Quick look at my workbench. I threw down that scrap of plywood to keep it relatively clean.

20150409_221804 by bobby_whalen, on Flickr

All prepped and ready.

20150409_222151 by bobby_whalen, on Flickr

I followed the directions on the first helmet, and the results are good. I applied extra pressure along the seam to ensure that some of the material got inside of it.

20150409_222824 by bobby_whalen, on Flickr

20150409_222837 by bobby_whalen, on Flickr

20150409_224634 by bobby_whalen, on Flickr

Mistake #2. Remember earlier, when I was boasting about building 2 helmets with before and after pictures. Well, I totally forgot to sand the second helmet in preparation for the Bondo Bumper Repair Kit. The results were not good. You MUST sand the area to be "repaired" or it will fail.

20150409_231826 by bobby_whalen, on Flickr

The helmet on the right was properly sanded prior to adding the material. The helmet on the left was not sanded at all prior. Obviously, don't do this. Haha.

20150409_232153 by bobby_whalen, on Flickr

Now, a do-over...

20150409_233215 by bobby_whalen, on Flickr

More to come.
 

BobbyFromBUF

Active Member
Now, I'd like to ask some advice. I keep Google searching different combinations of "Helmet, Bondo, Rondo, Resin, Plastic, J2P, etc..." and I can't seem to find a consensus.
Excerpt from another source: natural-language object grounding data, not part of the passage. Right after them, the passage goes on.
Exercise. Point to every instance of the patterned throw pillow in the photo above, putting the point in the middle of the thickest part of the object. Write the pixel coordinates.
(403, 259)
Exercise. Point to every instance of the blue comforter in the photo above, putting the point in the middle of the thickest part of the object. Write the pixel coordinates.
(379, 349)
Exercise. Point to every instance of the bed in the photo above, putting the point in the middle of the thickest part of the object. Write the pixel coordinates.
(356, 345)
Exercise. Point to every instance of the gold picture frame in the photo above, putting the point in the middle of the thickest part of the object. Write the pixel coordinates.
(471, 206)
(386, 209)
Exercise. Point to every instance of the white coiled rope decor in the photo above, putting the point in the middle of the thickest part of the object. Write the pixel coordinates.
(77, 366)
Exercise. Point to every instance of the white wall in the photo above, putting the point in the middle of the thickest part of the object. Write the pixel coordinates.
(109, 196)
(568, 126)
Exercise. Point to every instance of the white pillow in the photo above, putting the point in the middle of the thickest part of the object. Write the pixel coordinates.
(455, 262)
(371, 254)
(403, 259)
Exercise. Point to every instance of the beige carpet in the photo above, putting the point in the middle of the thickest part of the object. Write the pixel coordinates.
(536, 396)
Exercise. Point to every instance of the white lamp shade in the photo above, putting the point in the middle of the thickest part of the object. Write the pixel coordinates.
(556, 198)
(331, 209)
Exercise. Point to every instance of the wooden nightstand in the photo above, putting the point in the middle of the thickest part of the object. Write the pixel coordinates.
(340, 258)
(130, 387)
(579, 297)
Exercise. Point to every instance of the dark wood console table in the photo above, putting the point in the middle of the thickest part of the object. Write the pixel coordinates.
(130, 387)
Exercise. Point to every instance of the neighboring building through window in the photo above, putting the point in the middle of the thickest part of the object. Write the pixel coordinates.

Is it okay to use Bondo Body Filler on a helmet like this, or will it just eventually crack, and break off? Should I use Rondo? Or, maybe Rondo the inside? I would really appreciate some direction if anyone has any advice to offer.

Thanks!
 

BobbyFromBUF

Active Member
A little bit of progress with the helmet... I'll explain the details in depth later, but for now, here are a few pics...uploadfromtaptalk1429338936424.jpg
uploadfromtaptalk1429338958161.jpg
uploadfromtaptalk1429338974101.jpg
 

chizbot

Active Member
I like the work so far! Nice to see someone else from B-lo on here. I'll be following this, as I want to make a mando for my son (4 yrs) I hacked one together for the Bisons game last year, but I want to up his game. Cheers,


Sent from my iPhone using TapatalkImageUploadedByTapatalk1429358682.393570.jpg
 

BobbyFromBUF

Active Member
Okay, sorry for the delay in updating, but I've been extremely busy lately.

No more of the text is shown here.